Syllabus¶
Course description¶
In recent years, large distributed systems have taken a prominent role not just in scientific inquiry, but also in our daily lives. When we perform a search on Google, stream content from Netflix, place an order on Amazon, or catch up on the latest comings-and-goings on Facebook, our seemingly minute requests are processed by complex systems that sometimes include hundreds of thousands of computers, connected by both local and wide area networks.
Recent papers in the field of Distributed Systems have described several solutions (such as BigTable, MapReduce, Spanner, Raft, Dynamo, Cassandra) for managing large-scale data and computation. However, building and using these systems poses a number of more fundamental challenges: How do we keep the system operating correctly even when individual machines fail? How do we ensure that all the machines have a consistent view of the system’s state? (and how do we ensure this in the presence of failures?) How can we determine the order of events in a system where we can’t assume a single global clock?

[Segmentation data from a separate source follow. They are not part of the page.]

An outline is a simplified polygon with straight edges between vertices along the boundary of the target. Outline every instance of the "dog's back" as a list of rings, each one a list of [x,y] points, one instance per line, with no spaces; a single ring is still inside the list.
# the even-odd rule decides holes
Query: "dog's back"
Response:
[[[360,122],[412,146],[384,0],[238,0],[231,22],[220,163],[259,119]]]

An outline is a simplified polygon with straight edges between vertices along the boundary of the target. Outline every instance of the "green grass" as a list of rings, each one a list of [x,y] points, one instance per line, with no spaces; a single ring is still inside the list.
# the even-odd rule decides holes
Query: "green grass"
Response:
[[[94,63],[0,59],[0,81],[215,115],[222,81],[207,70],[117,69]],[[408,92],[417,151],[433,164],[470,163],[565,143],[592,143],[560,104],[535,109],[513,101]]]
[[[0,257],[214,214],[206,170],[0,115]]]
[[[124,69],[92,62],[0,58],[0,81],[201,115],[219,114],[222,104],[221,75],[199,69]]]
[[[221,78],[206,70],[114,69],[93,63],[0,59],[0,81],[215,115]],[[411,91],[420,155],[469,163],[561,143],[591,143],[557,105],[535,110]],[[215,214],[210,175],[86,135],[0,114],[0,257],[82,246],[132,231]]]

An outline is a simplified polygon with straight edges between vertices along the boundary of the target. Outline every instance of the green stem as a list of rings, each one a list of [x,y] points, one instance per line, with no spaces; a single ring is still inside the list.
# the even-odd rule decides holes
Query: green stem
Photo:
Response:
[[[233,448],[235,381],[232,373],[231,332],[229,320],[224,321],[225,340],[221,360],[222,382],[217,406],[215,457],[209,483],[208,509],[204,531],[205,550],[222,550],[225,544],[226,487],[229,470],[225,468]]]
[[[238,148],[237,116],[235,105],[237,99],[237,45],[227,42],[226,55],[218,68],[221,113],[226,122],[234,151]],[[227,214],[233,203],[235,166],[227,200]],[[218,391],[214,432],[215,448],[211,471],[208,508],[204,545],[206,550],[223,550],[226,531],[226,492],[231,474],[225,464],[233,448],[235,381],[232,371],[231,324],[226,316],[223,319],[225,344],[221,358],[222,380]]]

Many of these fundamental problems were identified and solved over the course of several decades, starting in the 1970’s. In this course, we will engage in reading and discussing seminal work in Distributed Systems from the last 35 years to (1) identify the fundamental issues raised in this earlier work, (2) relate those issues to current research problems, and (3) evaluate and compare the solutions proposed in both early and recent work. During this course, students will also implement a distributed system that requires them to manage distribute resources and evaluate whether the resulting system has certain properties, such as reliability, scalability, etc.
At the end of the quarter, students will be able to:
Identify the research questions posed in a scholarly paper and the solutions proposed in that paper.
Identify the main contributions and conclusions in a scholarly paper, and determine whether they are well supported by evaluating and criticizing the arguments, proofs, or experimental results in that paper.
Compare and contrast different distributed systems for managing large-scale data and computation.
Evaluate whether an implementation of a distributed system is reliable, fault-tolerant, scalable, and/or highly available.
A B+ or higher in CMSC 23300 (Networks and Distributed Systems) is a prerequisite for this course. Students can petition to have this requirement waived, as long as they have taken at least one other 200-level CS systems course.
Course organization¶
This course is divided into three components:
Reading and Discussion of Primary Sources: Several papers will be assigned each week, to be discussed on both Tuesday and Thursday.
Programming Assignments: Two short programming assignments will be given throughout the quarter.
Project and Paper: Students will have to implement a distributed system drawing upon the seminal work covered in the class discussions. Based on their projects, students will have to write a final paper evaluating the features and performance of their project.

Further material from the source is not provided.